Tras haber tomado malas decisiones por mucho tiempo, según confiesa, se acercó nuevamente a su familia para pedirles perdón por el daño que les hizo. Hoy ya no lleva consigo esa carga emocional, pues decidió abrirle espacio a los nuevos recuerdos que crean juntos.

Ayudar a otros

Hace 27 años, Orlando Navarro sintió la necesidad de crear un espacio en el que las personas con VIH recibieran, de forma gratuita, la atención médica necesaria para hacerle frente a esta enfermedad. También quería proporcionarles las herramientas que les permitieran mejorar su calidad de vida mediante un acompañamiento en todo el proceso.

Junto a su esposa, Yadira Bonilla, creó el Hogar de la Esperanza, ubicado en Paso Ancho, en el que alberga a un grupo de 28 hombres y mujeres diagnosticados con esta enfermedad, y que también sufren de algún tipo de adicción.

“Lo que buscamos desde el primer momento fue transmitirles que ser parte del hogar es tener vida y no muerte. A muchos de ellos, después de estar en la calle, se les proporcionan las herramientas para que encuentren un empleo y puedan crear su propio proyecto de vida”, asegura Navarro.

El director del centro explica que, en el proceso de buscar alternativas para reducir el daño que genera la adicción a las drogas y el alcohol, es que nace el proyecto La Carpa. Allí, desde hace 15 años se le ofrece a las personas en situación de calle un plato de comida y un espacio para conversar, conocer sus necesidades y hablarles sobre las oportunidades que tienen de reinsertarse en la sociedad.

“Para mí, la calle es terapéutica y hace que muchos cambien. Hay centros que no resultan accesibles para algunos por el costo económico, por lo que el utilizar los mismos elementos que nos proporciona la calle nos ayudan a que las personas puedan salir de la droga y sus otros vicios. Todo se trata de prestarles atención a través del modelo de la escucha”, sostiene el también sociólogo.

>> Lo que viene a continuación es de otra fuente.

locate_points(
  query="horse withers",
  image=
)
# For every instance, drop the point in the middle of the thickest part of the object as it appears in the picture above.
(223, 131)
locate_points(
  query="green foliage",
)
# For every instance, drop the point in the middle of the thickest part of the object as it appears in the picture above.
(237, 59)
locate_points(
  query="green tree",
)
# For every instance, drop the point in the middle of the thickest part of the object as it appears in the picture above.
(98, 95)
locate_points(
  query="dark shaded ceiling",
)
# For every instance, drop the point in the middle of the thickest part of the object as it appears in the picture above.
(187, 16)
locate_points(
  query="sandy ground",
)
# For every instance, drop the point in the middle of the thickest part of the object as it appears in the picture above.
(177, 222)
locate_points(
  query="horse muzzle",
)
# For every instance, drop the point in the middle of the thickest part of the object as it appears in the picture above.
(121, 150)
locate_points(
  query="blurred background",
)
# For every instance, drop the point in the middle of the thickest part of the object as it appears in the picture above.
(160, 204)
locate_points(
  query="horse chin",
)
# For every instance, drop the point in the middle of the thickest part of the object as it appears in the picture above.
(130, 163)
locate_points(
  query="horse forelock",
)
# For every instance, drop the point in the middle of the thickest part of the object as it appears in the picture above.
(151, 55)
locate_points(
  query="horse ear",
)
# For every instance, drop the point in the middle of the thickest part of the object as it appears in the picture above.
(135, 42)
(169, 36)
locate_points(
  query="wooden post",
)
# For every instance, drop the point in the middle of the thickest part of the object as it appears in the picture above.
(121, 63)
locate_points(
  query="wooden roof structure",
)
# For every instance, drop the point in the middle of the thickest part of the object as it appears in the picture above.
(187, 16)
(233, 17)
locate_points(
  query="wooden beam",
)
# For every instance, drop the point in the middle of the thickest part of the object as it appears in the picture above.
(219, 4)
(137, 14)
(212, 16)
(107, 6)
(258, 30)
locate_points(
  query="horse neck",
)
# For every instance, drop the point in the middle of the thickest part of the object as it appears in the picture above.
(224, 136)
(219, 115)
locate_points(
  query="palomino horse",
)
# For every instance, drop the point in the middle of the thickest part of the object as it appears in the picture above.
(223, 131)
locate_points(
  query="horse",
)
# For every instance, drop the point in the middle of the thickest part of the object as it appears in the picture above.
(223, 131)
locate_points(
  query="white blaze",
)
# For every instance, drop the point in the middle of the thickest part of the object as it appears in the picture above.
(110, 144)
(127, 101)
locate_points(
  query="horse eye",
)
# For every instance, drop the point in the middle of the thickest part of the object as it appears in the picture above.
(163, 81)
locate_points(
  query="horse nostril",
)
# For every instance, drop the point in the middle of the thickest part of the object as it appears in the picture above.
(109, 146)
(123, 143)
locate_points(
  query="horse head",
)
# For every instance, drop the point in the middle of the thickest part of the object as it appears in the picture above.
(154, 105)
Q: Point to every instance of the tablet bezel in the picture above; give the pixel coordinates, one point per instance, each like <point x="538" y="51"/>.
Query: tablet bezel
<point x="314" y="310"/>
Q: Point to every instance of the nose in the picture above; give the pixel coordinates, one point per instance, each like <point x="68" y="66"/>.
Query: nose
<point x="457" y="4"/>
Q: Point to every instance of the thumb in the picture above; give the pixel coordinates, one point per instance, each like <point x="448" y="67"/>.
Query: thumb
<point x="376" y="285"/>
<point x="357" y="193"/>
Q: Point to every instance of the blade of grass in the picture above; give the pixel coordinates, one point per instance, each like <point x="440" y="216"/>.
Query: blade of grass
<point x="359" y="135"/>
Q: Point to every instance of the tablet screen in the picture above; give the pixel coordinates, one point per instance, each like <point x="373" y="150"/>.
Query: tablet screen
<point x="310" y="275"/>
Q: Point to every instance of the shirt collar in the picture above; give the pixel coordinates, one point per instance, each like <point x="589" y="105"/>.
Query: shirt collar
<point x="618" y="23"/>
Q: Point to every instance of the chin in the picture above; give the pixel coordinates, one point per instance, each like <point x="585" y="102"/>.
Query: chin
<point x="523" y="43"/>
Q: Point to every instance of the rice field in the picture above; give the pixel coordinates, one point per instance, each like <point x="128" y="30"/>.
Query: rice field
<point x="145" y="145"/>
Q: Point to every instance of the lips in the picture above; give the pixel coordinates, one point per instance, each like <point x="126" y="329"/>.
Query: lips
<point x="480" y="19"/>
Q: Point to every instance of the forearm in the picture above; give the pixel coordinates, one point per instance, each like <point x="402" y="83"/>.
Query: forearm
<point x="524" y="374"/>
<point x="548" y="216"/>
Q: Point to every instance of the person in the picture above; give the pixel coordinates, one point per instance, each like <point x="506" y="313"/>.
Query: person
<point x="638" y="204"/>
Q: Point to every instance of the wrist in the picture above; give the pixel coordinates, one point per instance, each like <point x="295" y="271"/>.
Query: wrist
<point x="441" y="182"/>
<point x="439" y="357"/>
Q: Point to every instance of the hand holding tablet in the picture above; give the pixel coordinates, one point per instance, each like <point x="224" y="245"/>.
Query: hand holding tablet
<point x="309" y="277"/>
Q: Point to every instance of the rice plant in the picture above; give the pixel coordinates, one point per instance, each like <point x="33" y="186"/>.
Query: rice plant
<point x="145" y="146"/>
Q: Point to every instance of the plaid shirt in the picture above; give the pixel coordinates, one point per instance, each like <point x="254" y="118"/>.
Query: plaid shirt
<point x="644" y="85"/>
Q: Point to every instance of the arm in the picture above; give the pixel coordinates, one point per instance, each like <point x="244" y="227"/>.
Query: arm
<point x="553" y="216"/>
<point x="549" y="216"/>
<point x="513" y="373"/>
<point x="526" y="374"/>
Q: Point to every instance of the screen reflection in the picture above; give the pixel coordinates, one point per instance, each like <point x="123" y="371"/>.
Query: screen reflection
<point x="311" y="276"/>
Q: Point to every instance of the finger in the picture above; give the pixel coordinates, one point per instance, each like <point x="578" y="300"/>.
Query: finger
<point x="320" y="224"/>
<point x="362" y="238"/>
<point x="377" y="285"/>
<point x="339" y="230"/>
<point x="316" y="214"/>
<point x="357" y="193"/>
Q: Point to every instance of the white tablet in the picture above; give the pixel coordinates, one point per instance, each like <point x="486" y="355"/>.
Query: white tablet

Según Navarro, la experiencia adquirida a lo largo de estos años le permitió entender que estas personas lo que más necesitan es que se les brinde la oportunidad de contar lo que han vivido, de que cuenten su historia personal. Esto los empodera y les hace sentir que son mucho más que las “etiquetas impuestas por la sociedad”.

Cada una de las personas que llega hasta La Carpa, que funciona con las donaciones de distintas empresas e instituciones, recibe una hoja de ingreso en donde colocan sus datos personales y se les da el respectivo seguimiento. Además, se les ofrece la opción de llegar al hogar durante toda la semana para que puedan comer y asistir los programas complementarios.

El estar sentados todos juntos en una misma mesa, desde voluntarios –quienes hacen donaciones– y los que están en algún riesgo social, es lo que contribuye a que las “etiquetas sociales desaparezcan” y que el proyecto se consolide. La reinserción en la sociedad de cientos personas durante todos estos años es solo una muestra de ello.

“Lo primero que hay cambiar es el referente que tiene la sociedad de que alguien que está en situación de calle es una mala persona, drogadicta, que se dedica a la prostitución o que se mueve en una constante violencia. Cada uno tiene cualidades, así que no solo los que están en situación de calle tienen que cambiar, sino que también tiene que hacerlo la sociedad con sus etiquetas”, afirma Navarro.

Ese domingo del mes de mayo, Édgar, Marco, Marcela, Roberto y las cientos de personas que llegaron hasta La Carpa a desayunar, compartieron unos con otros lo que han aprendido a valorar más en su vidas: el tiempo y la importancia de escuchar las historias de vida de quienes nos rodean.